Blinzelnd kam Merkanto zu sich. In seinem Kopf dröhnte es. Jeder Atemzug sandte pochende Schmerzen durch seinen Körper. Ein leises Lächeln trat auf seine Lippen, doch er zuckte zusammen, als dadurch vertrocknete Wunden neu aufrissen.
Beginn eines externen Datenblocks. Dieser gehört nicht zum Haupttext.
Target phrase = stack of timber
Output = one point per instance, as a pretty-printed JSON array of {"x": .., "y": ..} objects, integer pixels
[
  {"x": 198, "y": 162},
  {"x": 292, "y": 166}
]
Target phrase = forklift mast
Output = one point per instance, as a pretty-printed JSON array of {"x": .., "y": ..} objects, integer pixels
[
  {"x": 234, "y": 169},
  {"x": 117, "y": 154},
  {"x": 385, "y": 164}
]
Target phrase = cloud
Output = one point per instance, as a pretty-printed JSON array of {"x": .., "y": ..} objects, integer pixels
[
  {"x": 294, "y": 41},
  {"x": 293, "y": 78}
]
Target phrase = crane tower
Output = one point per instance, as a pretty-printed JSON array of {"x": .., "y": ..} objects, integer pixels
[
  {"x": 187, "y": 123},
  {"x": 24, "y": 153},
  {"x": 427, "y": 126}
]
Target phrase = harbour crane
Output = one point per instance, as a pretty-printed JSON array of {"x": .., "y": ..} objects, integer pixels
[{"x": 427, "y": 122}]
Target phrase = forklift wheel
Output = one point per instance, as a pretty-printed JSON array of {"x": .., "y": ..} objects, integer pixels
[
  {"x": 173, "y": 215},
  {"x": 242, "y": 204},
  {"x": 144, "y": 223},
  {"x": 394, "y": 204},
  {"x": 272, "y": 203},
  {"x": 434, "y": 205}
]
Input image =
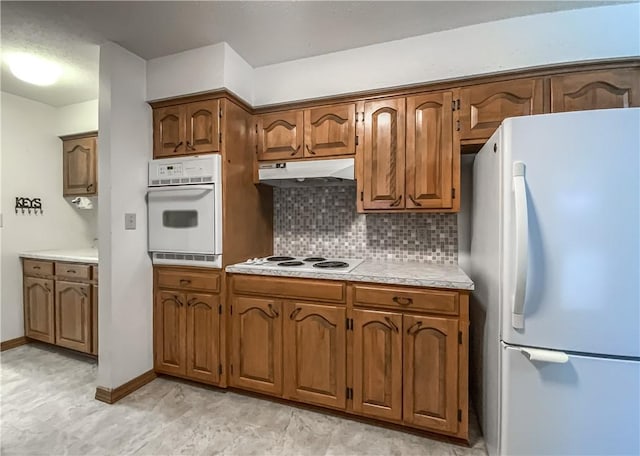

Vorsichtig öffnete er die Augen.
Der Anblick war nicht gerade dazu geeignet, ihn zu ermutigen. Feuerrot strahlte der Himmel im Sonnenuntergang. Die Weißen Wächter waren noch da, die meisten saßen, nur Cailandros‘ Gestalt ragte dunkel in den Himmel.
Als Merkanto sich bewegte, brachten die Schmerzen ihn zum Stöhnen, und der Kopf des Elbs ruckte herum. „Du bist wach.“
Die Stimme des Kommandanten war dunkel vor Zorn. Merkanto hatte ihn weit getrieben. Doch offenbar immer noch nicht so weit, dass die Wächter ihren Anführer verstoßen würden.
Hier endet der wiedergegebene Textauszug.